Un mur. Un roc. Ou tout du moins c'était son apparence.
Seth sentait presque physiquement sa haine, sa violence, et sa détresse heurter ce mur d'impassibilité, stoïque, pragmatique, perçant.
Seth baissa les yeux pour fixer ses genoux, et le sol entre eux. ça se floutait, puis redevait clair, selon le passage éphémère de ce foutu liquide salé qui lui piquait les yeux. Il avait envie de frapper ce putain d'uniforme en face de lui, de se lever et de se casser un peu plus léger qu'avant, puisqu'il venait d'y laisser sa fierté sur ce coup là. Larguer sa haine et son fucking secret l'avait pas vraiment aidé. Ouais, et quoi maintenant ducon ? Tu voulais voir ? Tu voulais avoir un meilleur panorama ? Tiens, bim, la voila cette putain de plaie purulente dans ta gueule, tu va faire quoi maintenant ? Hein ?
Il était irrécupérable. Et Seth le savait. Il n'y avait plus rien à récupérer. Qu'est ce qu'il était ? Une grande gueule immature, un gamin violent et trop loyal aux mauvaises causes, une tête de mule irrécupérable et impossible à gérer.
Mais concrètement
Vraiment
Sans déconnade
Qu'est ce qu'il est vraiment?
Seth essuie son visage avec une de ses manches et relève enfin les yeux vers le psychiatre. Son regard d’émeraude trahissant sa fatigue mentale, mais qui gardaient pourtant cette étincelle rebelle au fond, très au fond. Elle brillait encore, cette particule d'insoumission, au milieu de cet océan de larmes, de fatigue et de désespoir.
Il sort un morceau de papier froissé de sa poche. Comme ça, sans rien dire.
Voila ce que tu es au fond, Seth.
Un amas informe, un gâchis monumental.
Ce type le sait très bien. Après tout, c'est un putain d'uniforme. Ce mec il a dû en voir passer des plus teubés que toi. Tu crois vraiment qu'il va t'aider ? Qu'est ce qu'il en a à péter au fond ? Il le sait que t'es un gâchis. Il sait juste pas jusqu'ou le gâchis s'enfonce.
Seth... Est ce que tu viens vraiment de demander à ce pauvre mec de t'aider ? Supplier un uniforme ?
" Tant que j'aurais un passé... J'aurais jamais d'avenir. "
Pourquoi est ce que tu t'apprête à lui tendre ce papier ? Une fois ça t'as pas suffit hein ? Il faut que t'en redemandes. Putain de masochiste...

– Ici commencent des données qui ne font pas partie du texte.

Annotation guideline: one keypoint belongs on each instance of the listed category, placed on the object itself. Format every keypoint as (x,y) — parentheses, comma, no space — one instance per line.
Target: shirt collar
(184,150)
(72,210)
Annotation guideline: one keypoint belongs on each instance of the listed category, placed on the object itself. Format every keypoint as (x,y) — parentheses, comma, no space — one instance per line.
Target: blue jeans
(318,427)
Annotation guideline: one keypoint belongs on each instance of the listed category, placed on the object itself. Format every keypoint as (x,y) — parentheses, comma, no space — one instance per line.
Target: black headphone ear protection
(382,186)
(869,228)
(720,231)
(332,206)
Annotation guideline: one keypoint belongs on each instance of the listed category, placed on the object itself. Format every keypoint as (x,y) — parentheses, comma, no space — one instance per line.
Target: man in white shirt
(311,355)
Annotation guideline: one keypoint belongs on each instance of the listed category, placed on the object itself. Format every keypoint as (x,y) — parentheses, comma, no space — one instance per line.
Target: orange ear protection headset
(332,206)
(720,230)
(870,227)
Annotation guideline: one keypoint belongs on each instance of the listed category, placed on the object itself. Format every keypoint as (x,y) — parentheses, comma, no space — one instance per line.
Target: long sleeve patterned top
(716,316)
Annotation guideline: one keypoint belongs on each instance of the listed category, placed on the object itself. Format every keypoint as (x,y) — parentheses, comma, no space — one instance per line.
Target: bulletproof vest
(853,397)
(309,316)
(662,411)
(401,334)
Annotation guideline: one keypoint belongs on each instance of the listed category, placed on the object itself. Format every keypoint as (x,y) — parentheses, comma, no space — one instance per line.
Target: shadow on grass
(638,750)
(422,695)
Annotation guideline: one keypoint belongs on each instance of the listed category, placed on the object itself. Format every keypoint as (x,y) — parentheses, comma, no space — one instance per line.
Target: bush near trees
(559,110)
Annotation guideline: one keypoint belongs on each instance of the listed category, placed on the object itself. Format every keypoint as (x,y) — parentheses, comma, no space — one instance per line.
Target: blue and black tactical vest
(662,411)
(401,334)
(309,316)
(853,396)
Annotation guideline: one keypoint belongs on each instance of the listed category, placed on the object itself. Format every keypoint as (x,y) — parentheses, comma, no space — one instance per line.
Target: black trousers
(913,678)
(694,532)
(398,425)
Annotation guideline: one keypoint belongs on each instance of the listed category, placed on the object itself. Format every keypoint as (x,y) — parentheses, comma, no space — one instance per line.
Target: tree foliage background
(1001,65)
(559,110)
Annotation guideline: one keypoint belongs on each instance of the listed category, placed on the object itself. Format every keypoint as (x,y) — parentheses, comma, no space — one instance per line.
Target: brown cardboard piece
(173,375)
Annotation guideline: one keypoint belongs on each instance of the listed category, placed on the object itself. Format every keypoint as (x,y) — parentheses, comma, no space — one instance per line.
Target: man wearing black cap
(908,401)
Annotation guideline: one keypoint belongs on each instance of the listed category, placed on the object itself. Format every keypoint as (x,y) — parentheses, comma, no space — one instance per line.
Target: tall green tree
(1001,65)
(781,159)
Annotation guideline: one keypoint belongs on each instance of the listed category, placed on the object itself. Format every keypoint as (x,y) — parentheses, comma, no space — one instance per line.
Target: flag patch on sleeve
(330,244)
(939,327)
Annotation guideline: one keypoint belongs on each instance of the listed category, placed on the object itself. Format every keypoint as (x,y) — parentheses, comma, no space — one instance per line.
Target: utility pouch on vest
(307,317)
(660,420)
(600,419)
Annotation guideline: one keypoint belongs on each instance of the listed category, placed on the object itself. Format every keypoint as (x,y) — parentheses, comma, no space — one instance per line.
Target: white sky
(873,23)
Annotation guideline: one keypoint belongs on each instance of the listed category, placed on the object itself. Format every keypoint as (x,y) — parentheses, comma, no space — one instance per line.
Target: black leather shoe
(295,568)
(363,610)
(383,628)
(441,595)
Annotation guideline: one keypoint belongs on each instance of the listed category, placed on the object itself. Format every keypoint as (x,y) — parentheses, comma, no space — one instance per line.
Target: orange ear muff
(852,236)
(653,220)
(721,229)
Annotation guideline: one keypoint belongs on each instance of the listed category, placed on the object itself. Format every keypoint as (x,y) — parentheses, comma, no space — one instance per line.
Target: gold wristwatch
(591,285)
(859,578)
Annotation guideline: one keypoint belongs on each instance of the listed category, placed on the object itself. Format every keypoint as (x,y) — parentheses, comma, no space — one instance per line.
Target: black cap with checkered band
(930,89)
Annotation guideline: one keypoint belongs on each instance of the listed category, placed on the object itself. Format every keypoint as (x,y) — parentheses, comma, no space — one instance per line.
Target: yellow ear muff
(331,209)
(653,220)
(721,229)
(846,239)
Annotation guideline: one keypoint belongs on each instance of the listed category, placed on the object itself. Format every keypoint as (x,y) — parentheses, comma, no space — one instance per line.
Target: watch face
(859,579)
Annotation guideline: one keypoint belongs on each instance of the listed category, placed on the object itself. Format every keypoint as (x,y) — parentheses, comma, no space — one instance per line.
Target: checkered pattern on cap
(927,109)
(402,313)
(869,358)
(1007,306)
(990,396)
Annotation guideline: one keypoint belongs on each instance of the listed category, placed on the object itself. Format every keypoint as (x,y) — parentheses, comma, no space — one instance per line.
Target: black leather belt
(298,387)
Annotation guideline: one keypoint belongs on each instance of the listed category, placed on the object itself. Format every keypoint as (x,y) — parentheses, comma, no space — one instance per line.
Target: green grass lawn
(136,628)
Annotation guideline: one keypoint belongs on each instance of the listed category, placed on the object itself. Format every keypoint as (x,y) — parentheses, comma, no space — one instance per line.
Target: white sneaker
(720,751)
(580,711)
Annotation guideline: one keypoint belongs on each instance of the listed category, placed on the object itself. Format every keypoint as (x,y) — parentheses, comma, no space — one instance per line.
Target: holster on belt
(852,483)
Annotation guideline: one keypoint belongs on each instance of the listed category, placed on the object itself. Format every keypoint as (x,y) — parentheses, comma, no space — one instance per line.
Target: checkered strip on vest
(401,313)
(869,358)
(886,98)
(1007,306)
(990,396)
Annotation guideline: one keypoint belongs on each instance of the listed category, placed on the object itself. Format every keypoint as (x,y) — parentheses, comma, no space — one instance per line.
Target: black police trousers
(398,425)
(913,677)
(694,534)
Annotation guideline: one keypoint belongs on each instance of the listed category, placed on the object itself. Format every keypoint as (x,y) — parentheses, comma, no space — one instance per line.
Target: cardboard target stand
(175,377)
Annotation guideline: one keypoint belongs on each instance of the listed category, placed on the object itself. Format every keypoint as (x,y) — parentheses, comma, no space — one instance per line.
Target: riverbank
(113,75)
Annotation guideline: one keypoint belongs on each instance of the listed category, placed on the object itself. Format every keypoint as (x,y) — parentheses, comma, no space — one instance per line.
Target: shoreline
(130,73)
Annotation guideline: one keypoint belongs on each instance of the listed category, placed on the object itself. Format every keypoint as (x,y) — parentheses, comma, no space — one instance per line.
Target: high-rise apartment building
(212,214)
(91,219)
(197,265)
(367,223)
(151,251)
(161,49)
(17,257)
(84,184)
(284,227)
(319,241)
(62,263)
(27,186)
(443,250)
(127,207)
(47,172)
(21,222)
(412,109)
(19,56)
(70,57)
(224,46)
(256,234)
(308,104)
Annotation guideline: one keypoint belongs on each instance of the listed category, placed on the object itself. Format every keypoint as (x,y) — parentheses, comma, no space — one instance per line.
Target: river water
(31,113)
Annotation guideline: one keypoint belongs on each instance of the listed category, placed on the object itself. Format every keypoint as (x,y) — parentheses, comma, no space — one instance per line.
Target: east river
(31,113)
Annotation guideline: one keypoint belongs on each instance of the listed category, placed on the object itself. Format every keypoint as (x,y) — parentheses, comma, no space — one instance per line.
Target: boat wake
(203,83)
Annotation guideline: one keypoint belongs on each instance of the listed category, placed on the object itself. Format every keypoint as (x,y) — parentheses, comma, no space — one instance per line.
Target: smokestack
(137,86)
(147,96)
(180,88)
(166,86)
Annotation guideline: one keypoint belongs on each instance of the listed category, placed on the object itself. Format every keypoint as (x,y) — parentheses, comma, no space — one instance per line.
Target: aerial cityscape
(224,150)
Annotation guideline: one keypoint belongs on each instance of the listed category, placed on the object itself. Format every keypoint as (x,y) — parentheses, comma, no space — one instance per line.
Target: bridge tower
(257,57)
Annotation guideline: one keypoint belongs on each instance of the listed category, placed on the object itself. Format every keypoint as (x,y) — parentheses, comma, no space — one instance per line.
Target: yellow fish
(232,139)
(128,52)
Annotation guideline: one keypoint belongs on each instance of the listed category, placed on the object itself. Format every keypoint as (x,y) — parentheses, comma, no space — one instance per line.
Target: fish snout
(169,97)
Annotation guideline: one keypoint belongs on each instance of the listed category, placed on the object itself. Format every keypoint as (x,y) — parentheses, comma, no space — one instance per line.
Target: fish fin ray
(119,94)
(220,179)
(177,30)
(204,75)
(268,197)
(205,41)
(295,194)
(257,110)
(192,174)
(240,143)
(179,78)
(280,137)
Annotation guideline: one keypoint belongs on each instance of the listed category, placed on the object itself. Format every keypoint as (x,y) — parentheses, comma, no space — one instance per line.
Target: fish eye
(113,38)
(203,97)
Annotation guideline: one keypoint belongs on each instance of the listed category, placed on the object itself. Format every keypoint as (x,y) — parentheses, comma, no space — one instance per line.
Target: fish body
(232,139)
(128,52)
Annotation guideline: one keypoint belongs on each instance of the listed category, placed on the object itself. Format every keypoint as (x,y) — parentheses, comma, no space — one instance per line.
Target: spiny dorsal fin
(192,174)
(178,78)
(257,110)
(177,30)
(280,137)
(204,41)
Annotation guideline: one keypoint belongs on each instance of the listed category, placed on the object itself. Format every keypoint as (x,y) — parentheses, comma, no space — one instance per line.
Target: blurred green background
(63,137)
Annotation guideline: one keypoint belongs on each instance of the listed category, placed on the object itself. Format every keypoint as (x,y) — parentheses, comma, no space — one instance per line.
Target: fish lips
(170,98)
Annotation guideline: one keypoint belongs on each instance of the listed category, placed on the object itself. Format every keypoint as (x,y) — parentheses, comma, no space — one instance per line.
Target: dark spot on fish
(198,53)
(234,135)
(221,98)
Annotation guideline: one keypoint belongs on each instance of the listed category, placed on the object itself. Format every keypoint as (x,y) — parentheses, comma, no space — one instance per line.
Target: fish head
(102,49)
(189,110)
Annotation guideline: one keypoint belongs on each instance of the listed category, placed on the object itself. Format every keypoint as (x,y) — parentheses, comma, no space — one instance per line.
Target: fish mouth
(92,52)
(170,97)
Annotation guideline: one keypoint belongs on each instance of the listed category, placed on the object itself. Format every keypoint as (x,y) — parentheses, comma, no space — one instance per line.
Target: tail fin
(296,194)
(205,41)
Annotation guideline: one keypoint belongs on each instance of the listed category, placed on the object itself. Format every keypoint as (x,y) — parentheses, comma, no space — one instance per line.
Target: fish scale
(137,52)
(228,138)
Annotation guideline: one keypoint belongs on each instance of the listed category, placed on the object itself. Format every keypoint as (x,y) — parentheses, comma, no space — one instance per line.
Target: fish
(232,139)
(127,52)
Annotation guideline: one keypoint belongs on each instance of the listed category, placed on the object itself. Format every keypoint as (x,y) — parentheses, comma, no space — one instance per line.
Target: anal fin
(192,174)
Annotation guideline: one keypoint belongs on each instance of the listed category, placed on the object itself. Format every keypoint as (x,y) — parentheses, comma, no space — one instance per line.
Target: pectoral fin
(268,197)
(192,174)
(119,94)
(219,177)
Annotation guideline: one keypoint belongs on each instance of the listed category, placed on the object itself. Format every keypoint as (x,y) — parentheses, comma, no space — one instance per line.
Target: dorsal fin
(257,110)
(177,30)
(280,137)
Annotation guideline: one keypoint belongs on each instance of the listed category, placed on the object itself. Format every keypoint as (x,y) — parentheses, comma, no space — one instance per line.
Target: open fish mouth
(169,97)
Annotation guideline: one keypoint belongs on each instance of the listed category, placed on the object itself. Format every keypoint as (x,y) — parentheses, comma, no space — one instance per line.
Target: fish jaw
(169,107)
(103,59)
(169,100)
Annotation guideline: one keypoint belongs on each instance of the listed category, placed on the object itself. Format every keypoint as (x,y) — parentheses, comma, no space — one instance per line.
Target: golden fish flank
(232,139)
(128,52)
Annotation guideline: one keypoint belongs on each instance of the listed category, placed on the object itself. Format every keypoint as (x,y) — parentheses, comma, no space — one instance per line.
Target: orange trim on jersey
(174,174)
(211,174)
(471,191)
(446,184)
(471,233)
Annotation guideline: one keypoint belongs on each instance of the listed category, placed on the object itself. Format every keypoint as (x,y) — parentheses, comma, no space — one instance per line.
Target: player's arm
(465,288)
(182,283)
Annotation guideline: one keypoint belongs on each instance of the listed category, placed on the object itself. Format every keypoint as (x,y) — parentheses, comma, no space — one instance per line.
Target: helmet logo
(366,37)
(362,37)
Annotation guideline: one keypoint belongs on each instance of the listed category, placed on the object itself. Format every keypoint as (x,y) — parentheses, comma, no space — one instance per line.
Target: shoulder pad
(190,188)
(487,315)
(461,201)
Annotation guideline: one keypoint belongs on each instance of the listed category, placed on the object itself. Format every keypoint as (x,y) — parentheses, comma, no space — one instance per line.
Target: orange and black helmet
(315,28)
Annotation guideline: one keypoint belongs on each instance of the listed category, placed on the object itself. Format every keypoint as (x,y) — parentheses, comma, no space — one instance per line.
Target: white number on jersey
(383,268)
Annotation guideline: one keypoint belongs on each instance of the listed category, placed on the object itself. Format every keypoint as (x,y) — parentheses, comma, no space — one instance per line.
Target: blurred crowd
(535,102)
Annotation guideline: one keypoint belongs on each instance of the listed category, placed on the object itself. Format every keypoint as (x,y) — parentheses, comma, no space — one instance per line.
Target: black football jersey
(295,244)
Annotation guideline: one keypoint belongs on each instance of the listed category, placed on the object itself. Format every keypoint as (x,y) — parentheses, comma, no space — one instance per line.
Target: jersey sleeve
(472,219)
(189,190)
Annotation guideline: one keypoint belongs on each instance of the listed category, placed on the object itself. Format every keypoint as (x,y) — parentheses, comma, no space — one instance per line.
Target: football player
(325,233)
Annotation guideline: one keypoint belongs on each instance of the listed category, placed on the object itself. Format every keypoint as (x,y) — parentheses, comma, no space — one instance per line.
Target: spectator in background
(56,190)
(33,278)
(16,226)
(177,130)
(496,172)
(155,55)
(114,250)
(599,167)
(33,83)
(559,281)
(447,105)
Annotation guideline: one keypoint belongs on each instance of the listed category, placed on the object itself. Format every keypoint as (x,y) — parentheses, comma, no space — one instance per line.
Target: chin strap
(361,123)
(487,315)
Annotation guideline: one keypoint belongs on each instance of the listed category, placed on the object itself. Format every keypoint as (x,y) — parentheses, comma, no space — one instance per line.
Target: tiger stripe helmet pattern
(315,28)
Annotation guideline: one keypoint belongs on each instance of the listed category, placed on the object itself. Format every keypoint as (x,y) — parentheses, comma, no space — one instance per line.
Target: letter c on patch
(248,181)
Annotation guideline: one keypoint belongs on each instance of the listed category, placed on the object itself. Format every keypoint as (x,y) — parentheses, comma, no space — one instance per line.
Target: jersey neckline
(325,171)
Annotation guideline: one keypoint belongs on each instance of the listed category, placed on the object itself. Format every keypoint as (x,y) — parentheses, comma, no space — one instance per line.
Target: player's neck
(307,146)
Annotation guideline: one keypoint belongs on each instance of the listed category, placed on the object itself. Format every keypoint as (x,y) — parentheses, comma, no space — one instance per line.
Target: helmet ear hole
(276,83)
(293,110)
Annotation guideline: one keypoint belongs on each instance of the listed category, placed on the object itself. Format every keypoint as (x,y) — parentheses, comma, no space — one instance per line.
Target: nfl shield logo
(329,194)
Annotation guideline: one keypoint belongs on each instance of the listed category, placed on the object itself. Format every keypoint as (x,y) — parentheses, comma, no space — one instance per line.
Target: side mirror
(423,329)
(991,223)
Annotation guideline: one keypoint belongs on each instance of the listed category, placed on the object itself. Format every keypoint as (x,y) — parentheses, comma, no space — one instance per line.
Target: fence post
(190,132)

La lettre qu'il venait de recevoir il y a à peine quelques jours, celle qui l'avait pas mal empêché de dormir. Celle ou sa mère lui parlait de sa conditionnelle, d'une prochaine visite à l'institut pour voir son fils adoré, l'amour de sa vie, la chair de sa chair, et toutes sortes d'adjectifs qui auraient pu être adorables dans d'autres circonstances.
Il l'a tendit à Anton, sans rien dire.
Elle allait venir.
Et Seth ne comptait pas parler. Il ne pouvait pas en parler. Il ne pouvait pas faire face à sa mère à nouveau.
Qu'Anton prenne la lettre ou pas... Seth s'en foutait. Il était au bout du rouleau. Détruit. Et il avait décidé qu'il n'avait plus envie de voir cette lettre. Alors qu'il l'a tende avec sa main tremblante ou qu'il la lui jette dans la gueule, peu lui importait.
"Assumer ?"
A ces mots un coin de la bouche de Seth se redressa. Malgré ses larmes et sa tronche qui faisait pitié, l'étincelle brillait encore, au fond.
" Tu comprends pas... Tu comprends rien... Et tu pourra jamais m'aider."
Seth balança soudainement la lettre au sol, juste aux pieds du psychiatre, avant de se relever. Il inspira l'air frais, essayant de se calmer, d'empêcher ses genoux, ses mains, sa lèvre inférieure de trembler. Essayant de ne pas penser à ce qui venait de se passer. Il alla s'asseoir sur le banc, sans gestes brusques, et alla à nouveau enfouir son visage dans ses mains. Il avait juste envie d'envoyer un grand doigt dans la gueule de ce type et se casser en courant. Mais il en avait plus la force, ni la volonté. Et y'avais surtout l'idée de s'en prendre à nouveau une belle dans la gueule qui le motivait pas trop à décoller son cul du banc, à vrai dire.